I like Albus and Dover best, but I may be slightly biased because I love Harry Potter and because I live in Delaware


----------



## Tennyson (Mar 26, 2011)

....******


----------



## LynnC (Nov 14, 2015)

We are getting a lighter GR puppy that we are picking up Dec 23rd. When we saw her last week we decided on Luna (moon in italian) because my husband thought she was the color of the moon. Also, we lost our big boy Cosmo 1 month ago and we thought it would be an ode to him. Good luck with the puppy.


----------



## Sweet Girl (Jun 10, 2010)

Tennyson said:


> Ivory
> Dover (White Cliffs of)


LOVE both of those. Dover if a boy, Ivory if you get a girl. 
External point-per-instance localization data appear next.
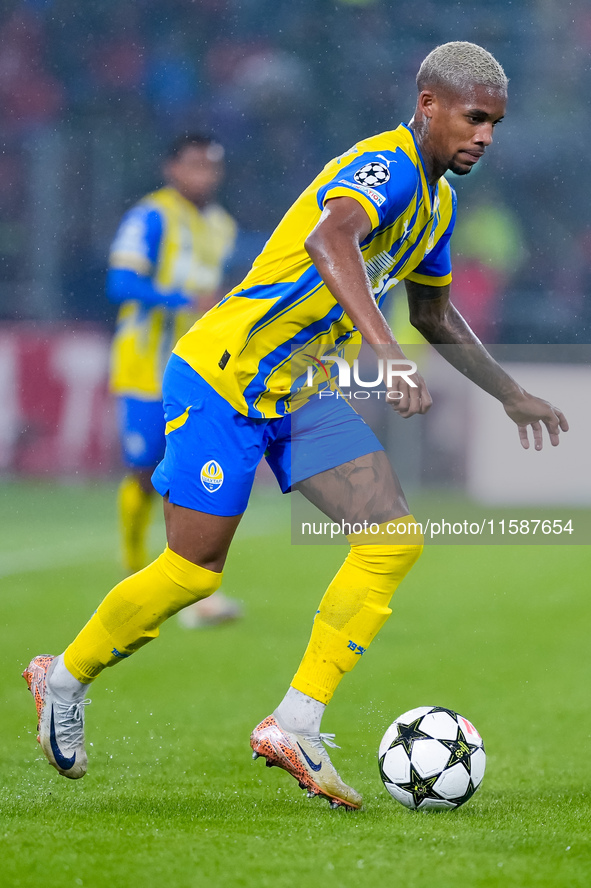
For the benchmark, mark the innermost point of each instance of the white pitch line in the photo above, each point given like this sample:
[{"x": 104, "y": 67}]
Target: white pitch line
[{"x": 75, "y": 552}]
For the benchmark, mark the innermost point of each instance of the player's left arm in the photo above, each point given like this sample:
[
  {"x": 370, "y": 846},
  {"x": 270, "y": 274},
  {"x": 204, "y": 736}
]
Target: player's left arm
[{"x": 434, "y": 315}]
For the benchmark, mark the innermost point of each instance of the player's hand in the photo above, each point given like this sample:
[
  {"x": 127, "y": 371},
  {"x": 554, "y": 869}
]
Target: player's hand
[
  {"x": 527, "y": 410},
  {"x": 406, "y": 400}
]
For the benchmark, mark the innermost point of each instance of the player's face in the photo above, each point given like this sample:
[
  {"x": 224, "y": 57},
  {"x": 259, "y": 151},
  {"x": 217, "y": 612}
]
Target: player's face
[
  {"x": 461, "y": 126},
  {"x": 196, "y": 172}
]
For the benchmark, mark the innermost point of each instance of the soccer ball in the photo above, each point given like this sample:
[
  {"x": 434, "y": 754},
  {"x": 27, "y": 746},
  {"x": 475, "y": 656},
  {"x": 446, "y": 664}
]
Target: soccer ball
[{"x": 432, "y": 758}]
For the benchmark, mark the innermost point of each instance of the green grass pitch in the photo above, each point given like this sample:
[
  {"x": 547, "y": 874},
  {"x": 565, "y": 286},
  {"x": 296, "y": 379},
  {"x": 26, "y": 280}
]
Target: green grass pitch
[{"x": 172, "y": 797}]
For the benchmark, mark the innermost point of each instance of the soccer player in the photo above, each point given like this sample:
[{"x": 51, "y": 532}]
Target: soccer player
[
  {"x": 165, "y": 267},
  {"x": 380, "y": 211}
]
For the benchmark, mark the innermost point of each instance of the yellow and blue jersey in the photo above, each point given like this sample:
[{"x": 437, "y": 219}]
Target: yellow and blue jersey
[
  {"x": 254, "y": 347},
  {"x": 166, "y": 252}
]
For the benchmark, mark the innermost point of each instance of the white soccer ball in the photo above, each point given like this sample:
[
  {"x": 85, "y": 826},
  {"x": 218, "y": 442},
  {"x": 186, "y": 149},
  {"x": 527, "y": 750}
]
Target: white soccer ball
[{"x": 432, "y": 758}]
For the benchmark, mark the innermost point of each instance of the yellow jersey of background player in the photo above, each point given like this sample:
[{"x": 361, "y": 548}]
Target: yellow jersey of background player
[{"x": 166, "y": 266}]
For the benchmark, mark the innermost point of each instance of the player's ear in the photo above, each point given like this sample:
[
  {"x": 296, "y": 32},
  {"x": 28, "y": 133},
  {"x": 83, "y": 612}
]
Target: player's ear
[{"x": 426, "y": 102}]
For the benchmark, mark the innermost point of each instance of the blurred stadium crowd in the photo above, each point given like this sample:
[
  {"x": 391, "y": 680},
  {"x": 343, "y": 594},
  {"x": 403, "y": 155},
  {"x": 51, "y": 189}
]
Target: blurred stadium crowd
[{"x": 90, "y": 94}]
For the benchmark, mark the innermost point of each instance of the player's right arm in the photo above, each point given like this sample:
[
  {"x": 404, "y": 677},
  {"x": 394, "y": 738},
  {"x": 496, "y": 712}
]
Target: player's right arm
[
  {"x": 439, "y": 321},
  {"x": 333, "y": 246},
  {"x": 132, "y": 260}
]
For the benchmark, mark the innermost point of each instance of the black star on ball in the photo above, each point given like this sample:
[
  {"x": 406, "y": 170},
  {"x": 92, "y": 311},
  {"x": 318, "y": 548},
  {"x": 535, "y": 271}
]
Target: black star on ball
[{"x": 420, "y": 788}]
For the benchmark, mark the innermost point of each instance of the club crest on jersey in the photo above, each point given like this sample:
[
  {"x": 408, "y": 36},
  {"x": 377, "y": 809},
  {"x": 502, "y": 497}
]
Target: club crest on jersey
[
  {"x": 372, "y": 174},
  {"x": 212, "y": 476}
]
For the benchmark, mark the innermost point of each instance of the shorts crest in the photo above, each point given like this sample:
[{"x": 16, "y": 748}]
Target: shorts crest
[{"x": 212, "y": 475}]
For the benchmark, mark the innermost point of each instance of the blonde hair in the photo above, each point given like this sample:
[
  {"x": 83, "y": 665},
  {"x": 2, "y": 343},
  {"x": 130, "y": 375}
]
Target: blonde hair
[{"x": 460, "y": 65}]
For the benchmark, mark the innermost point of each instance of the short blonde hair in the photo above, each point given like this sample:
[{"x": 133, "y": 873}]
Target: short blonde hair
[{"x": 460, "y": 65}]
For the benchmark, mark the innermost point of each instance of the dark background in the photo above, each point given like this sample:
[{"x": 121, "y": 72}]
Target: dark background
[{"x": 91, "y": 93}]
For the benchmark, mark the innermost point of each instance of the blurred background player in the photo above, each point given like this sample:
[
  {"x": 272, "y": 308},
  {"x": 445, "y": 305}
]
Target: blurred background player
[{"x": 165, "y": 269}]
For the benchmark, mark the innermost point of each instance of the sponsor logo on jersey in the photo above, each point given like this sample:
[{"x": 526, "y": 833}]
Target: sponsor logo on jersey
[
  {"x": 212, "y": 476},
  {"x": 372, "y": 174},
  {"x": 374, "y": 195}
]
I also like Tundra for a light coloured dog.


----------



## Capt Jack (Dec 29, 2011)

Personally I think you need to wait until you get your pup home and learn his personality. Sweeties name was totally wrong when we got her but changing to Sweetie only seemed right. Jack was Jack when we got him and fits well but you can't name a pup before you know him IMHO


----------



## Claudia M (Aug 8, 2012)

From my perspective, I have always named the pup before coming home. That way the breeder knew the name and was able to already call the pup by the name. It was easier for me as the pup already knew it's name by 8 weeks when she came home. 
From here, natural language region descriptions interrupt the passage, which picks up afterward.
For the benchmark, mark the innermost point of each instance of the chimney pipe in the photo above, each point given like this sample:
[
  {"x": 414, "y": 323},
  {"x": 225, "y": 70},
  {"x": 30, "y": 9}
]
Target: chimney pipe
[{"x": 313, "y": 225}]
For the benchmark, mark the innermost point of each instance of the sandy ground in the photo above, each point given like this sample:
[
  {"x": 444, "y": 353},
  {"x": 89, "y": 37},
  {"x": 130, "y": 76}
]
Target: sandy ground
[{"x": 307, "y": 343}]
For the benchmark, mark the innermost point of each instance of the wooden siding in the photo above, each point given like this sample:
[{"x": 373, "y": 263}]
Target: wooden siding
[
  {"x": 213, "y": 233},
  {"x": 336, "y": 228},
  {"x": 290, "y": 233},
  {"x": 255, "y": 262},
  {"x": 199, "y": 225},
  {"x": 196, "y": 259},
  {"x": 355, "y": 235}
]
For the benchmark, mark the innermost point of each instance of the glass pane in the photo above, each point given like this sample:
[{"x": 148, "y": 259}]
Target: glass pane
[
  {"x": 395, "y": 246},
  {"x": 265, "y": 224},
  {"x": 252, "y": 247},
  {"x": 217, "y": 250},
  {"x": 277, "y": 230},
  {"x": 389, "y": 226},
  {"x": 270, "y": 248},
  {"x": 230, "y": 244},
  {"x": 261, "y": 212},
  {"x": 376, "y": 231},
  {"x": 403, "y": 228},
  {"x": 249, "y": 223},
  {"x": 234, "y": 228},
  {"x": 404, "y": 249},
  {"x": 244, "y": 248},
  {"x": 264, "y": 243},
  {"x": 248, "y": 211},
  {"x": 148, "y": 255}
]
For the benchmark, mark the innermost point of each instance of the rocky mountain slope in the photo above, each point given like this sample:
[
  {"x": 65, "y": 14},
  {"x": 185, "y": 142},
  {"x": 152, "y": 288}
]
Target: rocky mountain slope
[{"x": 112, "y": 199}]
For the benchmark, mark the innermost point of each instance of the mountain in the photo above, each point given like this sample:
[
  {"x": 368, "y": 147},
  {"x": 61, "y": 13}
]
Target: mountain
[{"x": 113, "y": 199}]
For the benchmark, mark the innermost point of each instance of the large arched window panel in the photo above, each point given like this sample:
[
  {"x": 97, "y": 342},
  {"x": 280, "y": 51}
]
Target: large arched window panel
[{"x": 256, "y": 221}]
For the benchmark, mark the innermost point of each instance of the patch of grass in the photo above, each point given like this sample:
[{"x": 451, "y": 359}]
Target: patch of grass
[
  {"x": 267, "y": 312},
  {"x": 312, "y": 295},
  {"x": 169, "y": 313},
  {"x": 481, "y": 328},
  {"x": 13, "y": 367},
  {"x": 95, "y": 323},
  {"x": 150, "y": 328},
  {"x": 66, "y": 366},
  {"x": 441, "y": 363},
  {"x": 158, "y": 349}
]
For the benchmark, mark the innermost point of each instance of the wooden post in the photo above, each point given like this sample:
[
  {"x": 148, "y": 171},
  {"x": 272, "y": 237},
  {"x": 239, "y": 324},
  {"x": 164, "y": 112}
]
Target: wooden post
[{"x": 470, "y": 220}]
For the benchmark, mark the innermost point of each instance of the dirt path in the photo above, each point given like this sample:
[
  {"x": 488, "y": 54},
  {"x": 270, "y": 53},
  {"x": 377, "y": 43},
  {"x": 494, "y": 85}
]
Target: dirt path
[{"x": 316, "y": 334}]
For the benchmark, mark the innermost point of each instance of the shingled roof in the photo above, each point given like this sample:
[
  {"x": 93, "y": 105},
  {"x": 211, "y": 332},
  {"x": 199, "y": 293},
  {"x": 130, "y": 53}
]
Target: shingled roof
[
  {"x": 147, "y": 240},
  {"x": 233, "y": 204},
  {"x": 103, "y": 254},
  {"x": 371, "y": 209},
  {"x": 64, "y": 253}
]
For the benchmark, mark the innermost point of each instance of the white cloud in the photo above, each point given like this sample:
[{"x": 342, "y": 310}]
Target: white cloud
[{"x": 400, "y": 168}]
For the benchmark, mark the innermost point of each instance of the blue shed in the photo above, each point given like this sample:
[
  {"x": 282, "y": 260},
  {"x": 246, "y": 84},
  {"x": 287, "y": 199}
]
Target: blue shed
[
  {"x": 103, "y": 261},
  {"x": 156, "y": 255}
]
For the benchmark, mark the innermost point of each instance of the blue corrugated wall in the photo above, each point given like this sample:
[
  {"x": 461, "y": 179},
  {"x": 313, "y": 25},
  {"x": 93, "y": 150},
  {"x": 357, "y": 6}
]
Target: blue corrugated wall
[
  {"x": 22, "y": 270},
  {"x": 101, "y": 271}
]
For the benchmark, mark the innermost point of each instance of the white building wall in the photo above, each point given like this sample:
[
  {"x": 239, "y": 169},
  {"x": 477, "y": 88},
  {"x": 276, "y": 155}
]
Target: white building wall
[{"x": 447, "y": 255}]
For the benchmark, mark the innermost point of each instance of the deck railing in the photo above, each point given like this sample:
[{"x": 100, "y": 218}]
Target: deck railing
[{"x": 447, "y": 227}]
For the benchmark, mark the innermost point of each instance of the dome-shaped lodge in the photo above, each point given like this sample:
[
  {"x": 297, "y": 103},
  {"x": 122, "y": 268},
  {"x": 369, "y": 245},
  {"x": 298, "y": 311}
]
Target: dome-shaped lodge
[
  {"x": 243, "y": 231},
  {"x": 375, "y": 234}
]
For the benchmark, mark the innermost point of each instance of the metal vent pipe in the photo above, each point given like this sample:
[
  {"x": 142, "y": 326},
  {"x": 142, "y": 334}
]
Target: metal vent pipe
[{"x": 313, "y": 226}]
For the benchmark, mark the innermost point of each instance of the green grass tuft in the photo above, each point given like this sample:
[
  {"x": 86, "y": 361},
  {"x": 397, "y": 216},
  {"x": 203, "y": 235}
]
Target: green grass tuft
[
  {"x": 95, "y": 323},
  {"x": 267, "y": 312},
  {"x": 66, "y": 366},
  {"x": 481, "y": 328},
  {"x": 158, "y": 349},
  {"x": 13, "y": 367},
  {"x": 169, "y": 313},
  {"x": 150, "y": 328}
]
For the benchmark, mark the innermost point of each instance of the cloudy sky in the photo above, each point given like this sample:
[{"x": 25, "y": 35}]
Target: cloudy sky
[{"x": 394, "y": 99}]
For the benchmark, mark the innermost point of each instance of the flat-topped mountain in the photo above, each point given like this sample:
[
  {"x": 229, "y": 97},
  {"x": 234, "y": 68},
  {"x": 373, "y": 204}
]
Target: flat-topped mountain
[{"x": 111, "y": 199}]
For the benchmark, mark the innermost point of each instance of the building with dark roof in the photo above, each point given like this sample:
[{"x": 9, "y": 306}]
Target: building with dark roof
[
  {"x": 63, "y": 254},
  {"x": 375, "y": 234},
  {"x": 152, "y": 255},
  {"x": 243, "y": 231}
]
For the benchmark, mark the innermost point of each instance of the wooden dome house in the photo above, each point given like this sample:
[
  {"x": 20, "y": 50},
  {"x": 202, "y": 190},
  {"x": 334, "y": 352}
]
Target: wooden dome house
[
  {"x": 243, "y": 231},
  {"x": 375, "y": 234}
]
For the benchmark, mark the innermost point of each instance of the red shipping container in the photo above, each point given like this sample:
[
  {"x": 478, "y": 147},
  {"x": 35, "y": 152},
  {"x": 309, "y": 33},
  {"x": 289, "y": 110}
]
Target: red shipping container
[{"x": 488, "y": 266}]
I can see the reasoning in naming it afterwards. Especially if looking in a certain theme. 

When picking up a name I also tried to make sure the name did not get confused with a command or end in a syllable of a command. If I want my dog to sit on a whispered sit command I would not name my dog in a word ending in S since the S will be almost silent but still enough to confuse the dog. 

So it depends on the person, their goals and likes!


----------



## BaileyzMom (Nov 26, 2015)

Claudia M said:


> From my perspective, I have always named the pup before coming home. That way the breeder knew the name and was able to already call the pup by the name. It was easier for me as the pup already knew it's name by 8 weeks when she came home.
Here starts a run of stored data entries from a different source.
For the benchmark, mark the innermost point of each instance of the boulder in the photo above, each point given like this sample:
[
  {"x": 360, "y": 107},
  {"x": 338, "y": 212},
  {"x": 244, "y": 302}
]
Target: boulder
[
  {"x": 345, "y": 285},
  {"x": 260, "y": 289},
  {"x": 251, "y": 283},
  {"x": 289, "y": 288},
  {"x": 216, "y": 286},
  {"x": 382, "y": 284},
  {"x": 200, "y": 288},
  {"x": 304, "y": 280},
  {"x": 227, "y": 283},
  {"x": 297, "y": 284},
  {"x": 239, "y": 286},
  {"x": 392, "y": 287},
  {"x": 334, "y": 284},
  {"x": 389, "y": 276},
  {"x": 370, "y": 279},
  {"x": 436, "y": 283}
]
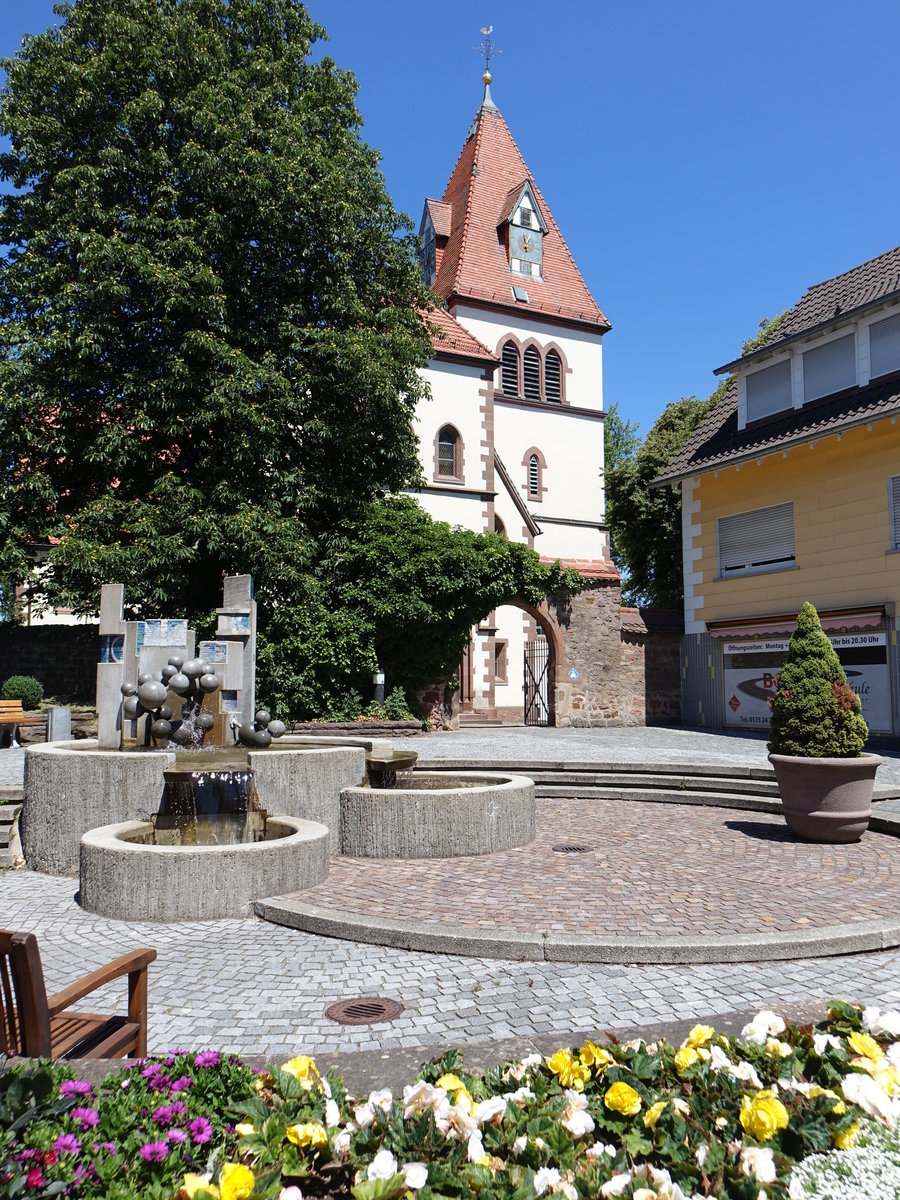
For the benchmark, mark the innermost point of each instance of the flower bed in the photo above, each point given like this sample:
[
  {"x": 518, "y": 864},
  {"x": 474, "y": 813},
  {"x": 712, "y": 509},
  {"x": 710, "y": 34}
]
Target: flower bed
[{"x": 730, "y": 1117}]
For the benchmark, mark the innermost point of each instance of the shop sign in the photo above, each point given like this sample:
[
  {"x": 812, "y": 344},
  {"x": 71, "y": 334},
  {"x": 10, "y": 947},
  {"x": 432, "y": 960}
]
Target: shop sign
[{"x": 751, "y": 672}]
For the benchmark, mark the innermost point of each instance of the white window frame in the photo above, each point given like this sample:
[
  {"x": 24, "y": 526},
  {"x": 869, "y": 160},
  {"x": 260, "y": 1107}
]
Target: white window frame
[{"x": 759, "y": 567}]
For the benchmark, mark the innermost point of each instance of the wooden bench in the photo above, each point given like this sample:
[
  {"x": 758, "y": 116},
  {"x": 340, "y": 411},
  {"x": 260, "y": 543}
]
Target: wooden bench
[
  {"x": 34, "y": 1025},
  {"x": 12, "y": 715}
]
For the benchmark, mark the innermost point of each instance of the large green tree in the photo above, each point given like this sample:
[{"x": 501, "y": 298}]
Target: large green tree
[{"x": 209, "y": 336}]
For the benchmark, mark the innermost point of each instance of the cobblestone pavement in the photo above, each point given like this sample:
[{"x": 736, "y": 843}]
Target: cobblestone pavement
[
  {"x": 654, "y": 869},
  {"x": 262, "y": 989}
]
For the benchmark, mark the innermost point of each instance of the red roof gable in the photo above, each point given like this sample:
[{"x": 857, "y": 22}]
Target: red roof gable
[
  {"x": 474, "y": 264},
  {"x": 450, "y": 337}
]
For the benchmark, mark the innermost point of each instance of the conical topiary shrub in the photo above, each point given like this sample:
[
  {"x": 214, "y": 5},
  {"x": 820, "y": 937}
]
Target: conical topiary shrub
[{"x": 815, "y": 714}]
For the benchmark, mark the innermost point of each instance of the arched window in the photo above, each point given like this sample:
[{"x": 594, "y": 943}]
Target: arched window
[
  {"x": 448, "y": 459},
  {"x": 532, "y": 373},
  {"x": 553, "y": 378},
  {"x": 534, "y": 475},
  {"x": 509, "y": 369}
]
That's an excellent idea!!! Thanks!


----------



## DoreenB (Sep 19, 2014)

As far as names go...

Our almost nine month old is "Finbarr". His name is derived from Old Irish Fionbarre meaning "fair-headed one".


----------



## jmoses52 (Dec 11, 2015)

Here is the pup.
I think I have got my list down to 5:
Simba
Shadow
Jarvis
Jake
Dexter

Crossed out names people in my house will have a hard time saying.


----------



## jmoses52 (Dec 11, 2015)

DoreenB said:


> As far as names go...
> 
> Our almost nine month old is "Finbarr". His name is derived from Old Irish Fionbarre meaning "fair-headed one".


Cool name.


----------



## Rundlemtn (Jan 16, 2015)

I like Jake


----------



## NewfieMom (Sep 8, 2013)

jmoses52 said:


> Here is the pup.
> I think I have got my list down to 5:
> Simba
> Shadow
> ...


Thank you so much for those adorable photos! He couldn't be cuter! And he is the exact opposite (in color) of my dog: a black Newfie.

I like the name Trooper, but I was put off by the link to "stormtrooper" because of the Nazi connotations it has. I am not sure how many people think of anything but Star Wars when they see the word nowadays, though!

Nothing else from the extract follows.